You usually don’t get that level of honesty in these documentaries!

And then you get interviews with the writers and you realise why this movie is as bad as it is, and it’s because they’re totally moronic. Talking about “the collective unconsciousness” and “the imagination of God” as explanations for nightmares, and… they just let them spout this idiocy. It’s very entertaining, especially when intercut with the producer who explains how none of this works and nobody wants to see this (and that’s why the movie bombed).

(Well. It made money, but not as much as the others.)

Ratcatcher

This looks uncannily like a late 70s British movie… but it’s from 1999?

Wow, that’s some way to start a movie…

Well, I guess it’s set in the 70s, so there’s a reason it looks like a late 70s movie.

It’s grim up north.

The actors are absolutely amazing — even the actors manage to be period perfect — but this is a harrowing film to watch. Something horrible is gonna happen in every scene, it seems like.

I think the moral of this movie might be that kids should never be unsupervised, and that it’s probably better if they just stay in and play video games instead of mingling with each other.

Oh god, something even more horrible is going to happen!

I had to take a short break here to get dinner started, but mostly because I really don’t wanna see what happens next…

Yeah.

Well that was unexpected.

Look, this is obvious a great movie, but watching this is worse than watching Saw IV: It’s just painful. It’s brutal.

But great!

Which is almost the same reaction I had to We Need to Talk About Kevin (also by Ramsay). This is a better movie, and even more heartbreaking.

Ratcatcher. Lynne Ramsay. 1999.

L’arbre, le maire et la médiathèque

Yes, I’m learning French at the moment…

So the story here seems to be quite simple (and presented by having people chatting at each other endlessly (which I like)): There’s a very “modern” mayor in this small village, and he wants to build a huge library in the village (because he’s got a vision of people leaving cities and working in the countryside when that becomes practical). But there’s a tree they may have to cut down…

That’s the tree.

Is that the same guy as in the previous movie?

I was fascinated by this movie at the start — but I’m getting pretty annoyed by all these scenes of people sitting like this and discussing er philosophy and stuff. It worked better when they were walking around outside in the pretty countryside.

And now we’re going even further into faux reportage land — we’re following this journalist who talks to the villagers about the proposed library and life in the countryside in general… It’s… just not that interesting?

OK, this guy was interesting — talking about how farming had changed and how cows that are allowed to run free in the fields are more healthy.
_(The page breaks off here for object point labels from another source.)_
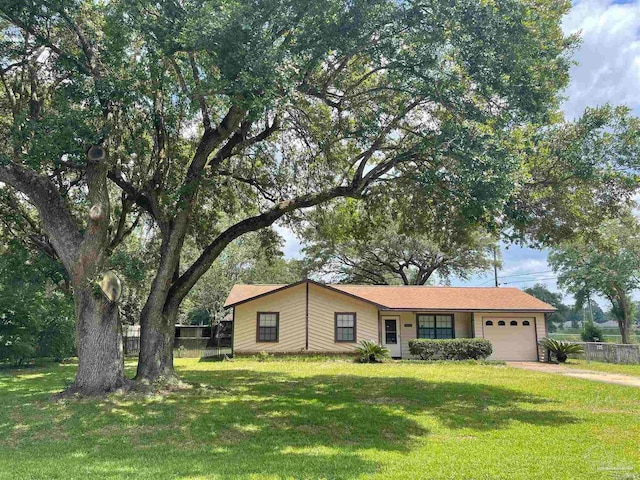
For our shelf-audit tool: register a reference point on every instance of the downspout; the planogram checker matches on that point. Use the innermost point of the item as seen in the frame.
(473, 324)
(233, 329)
(306, 341)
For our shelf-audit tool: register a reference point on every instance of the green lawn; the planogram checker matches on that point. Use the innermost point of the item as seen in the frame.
(289, 419)
(604, 367)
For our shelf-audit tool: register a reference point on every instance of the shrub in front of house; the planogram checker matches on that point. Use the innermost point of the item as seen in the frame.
(451, 349)
(561, 350)
(372, 352)
(592, 333)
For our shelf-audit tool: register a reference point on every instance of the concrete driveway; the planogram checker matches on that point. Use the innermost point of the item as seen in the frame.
(616, 378)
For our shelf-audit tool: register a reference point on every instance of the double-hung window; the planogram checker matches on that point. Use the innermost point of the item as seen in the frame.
(268, 326)
(345, 327)
(435, 326)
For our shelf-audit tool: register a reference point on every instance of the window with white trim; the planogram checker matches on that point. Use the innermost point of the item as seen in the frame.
(268, 327)
(435, 326)
(345, 324)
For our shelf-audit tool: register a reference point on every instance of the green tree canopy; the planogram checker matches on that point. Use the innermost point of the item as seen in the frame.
(607, 263)
(388, 242)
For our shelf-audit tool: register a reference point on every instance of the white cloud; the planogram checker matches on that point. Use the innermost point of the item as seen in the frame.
(608, 59)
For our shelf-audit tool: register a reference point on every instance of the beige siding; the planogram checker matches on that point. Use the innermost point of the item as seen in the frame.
(323, 304)
(408, 327)
(290, 304)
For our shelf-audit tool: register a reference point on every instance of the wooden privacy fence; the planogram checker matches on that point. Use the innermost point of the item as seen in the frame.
(611, 352)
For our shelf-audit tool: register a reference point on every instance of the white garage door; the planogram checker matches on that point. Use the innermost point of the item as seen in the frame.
(512, 338)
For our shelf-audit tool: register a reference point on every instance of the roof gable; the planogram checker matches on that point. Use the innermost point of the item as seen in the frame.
(392, 297)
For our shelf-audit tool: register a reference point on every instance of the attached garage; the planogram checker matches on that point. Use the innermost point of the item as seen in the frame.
(512, 338)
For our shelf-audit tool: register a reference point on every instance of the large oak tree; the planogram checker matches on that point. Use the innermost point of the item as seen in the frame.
(214, 119)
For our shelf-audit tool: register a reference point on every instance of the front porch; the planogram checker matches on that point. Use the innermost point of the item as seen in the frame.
(432, 325)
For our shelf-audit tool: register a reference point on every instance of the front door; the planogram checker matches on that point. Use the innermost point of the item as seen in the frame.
(391, 336)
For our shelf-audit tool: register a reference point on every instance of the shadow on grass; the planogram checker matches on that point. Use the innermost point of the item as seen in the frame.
(242, 422)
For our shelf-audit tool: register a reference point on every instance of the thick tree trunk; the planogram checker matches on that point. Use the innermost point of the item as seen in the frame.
(99, 340)
(155, 363)
(625, 322)
(157, 325)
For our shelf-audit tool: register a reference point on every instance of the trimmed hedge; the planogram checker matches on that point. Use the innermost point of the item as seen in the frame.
(451, 349)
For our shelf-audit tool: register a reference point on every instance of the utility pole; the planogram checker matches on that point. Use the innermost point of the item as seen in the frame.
(495, 265)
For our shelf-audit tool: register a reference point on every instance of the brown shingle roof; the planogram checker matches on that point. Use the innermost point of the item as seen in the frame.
(417, 297)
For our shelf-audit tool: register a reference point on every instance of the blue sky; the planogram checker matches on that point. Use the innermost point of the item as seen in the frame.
(607, 71)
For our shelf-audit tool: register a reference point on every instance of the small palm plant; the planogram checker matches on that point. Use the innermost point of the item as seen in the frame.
(371, 352)
(561, 349)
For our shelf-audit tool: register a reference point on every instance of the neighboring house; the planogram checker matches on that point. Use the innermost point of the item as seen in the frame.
(311, 317)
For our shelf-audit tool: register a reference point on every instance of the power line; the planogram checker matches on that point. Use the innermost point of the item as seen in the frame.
(530, 281)
(516, 275)
(524, 274)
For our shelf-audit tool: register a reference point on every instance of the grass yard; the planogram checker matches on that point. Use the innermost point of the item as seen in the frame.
(604, 367)
(289, 419)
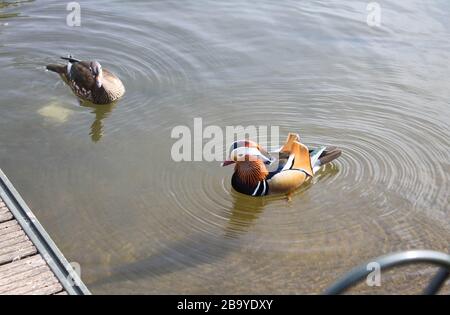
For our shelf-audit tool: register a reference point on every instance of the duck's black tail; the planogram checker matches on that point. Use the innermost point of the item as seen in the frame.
(57, 68)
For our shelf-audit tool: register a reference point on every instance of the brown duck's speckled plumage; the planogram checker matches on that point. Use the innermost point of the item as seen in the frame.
(82, 82)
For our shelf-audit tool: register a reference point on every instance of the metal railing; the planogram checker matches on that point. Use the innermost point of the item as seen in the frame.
(398, 259)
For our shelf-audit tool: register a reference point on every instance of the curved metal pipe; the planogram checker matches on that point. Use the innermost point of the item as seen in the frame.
(388, 261)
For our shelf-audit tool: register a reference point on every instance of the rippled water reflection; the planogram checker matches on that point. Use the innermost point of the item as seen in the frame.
(102, 182)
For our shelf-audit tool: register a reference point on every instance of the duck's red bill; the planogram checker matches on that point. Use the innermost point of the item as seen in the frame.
(227, 162)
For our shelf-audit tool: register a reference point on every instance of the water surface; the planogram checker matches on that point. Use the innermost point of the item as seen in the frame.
(102, 181)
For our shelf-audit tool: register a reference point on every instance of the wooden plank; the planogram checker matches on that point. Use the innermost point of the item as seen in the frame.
(5, 214)
(43, 282)
(8, 227)
(8, 271)
(17, 251)
(12, 238)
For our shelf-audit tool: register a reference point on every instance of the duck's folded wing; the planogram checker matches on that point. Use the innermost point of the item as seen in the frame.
(261, 188)
(287, 180)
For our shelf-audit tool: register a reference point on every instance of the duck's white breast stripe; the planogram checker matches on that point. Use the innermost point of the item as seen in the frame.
(289, 163)
(256, 190)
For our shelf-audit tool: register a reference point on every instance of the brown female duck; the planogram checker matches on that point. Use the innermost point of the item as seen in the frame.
(89, 81)
(258, 173)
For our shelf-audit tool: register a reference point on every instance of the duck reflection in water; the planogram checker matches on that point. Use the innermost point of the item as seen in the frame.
(202, 248)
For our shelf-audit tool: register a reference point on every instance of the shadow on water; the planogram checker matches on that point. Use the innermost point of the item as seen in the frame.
(101, 112)
(202, 249)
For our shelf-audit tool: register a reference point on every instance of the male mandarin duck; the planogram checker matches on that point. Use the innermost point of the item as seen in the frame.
(257, 173)
(89, 81)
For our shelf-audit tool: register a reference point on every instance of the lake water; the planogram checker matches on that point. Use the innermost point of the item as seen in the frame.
(102, 181)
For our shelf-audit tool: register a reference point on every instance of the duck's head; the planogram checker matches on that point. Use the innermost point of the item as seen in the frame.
(246, 151)
(97, 73)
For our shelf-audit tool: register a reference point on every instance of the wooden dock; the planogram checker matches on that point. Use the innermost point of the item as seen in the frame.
(30, 262)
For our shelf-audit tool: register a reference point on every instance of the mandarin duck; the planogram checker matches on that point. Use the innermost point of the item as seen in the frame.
(89, 81)
(258, 173)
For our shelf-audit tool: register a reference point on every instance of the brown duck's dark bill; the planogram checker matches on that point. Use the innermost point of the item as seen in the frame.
(227, 162)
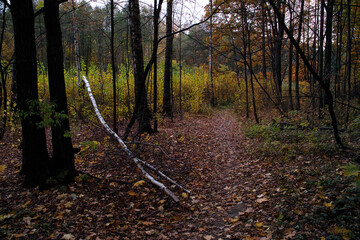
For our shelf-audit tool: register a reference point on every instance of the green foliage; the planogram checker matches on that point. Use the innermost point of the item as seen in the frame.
(353, 171)
(46, 110)
(287, 141)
I’m guessing these are real interviews, sort of? I mean, she’s an actor playing a journalist, but I’m guessing that the people she’s interviewing are real people talking unscripted. (Well, most of them.)

OK, this guy is definitely an actor.

Her balloon!? I mean, I don’t know French, but ballon means ball, doesn’t it?

Yes, indeed! Man, I’ve been doing Duolingo for three months and I’m already more fluent than whoever did this translation! *gasp*

This scene is pure genius. And so funny.

I use similar glasses for drinking wine — those are Duralex Picardie, but I use the Duralex Provence ones.

This is the final movie in the Rohmer box set (which was sponsored by Agnès B).

It’s a very pretty box set, and the transfers of the movies are very well done. Or perhaps I should say “main features” — there’s so many extras on each disk — several hours of shorts, documentaries and things Rohmer did for TV, I think.

I say “I think” because I haven’t seen any of it, because… THEY ONLY PUT ENGLISH SUBTITLES ON THE MAIN oops caps lock features. Which just seems kinda perverse. I mean, it’s nice that they did do that, but it means that there’s a lot of stuff here that won’t be accessible to non-French speakers.

But! Like I said, I’m apprendring French, so perhaps I can revisit the box set in a couple of years and watch the extras…

Anyway! This movie… it’s a bit frustrating? There are scenes here that I think are absolutely wonderful, funny and amazing, and there were parts of this movie I almost gnawed my foot off out of sheer boredom. So:

L’arbre, le maire et la médiathèque. Éric Rohmer. 1993.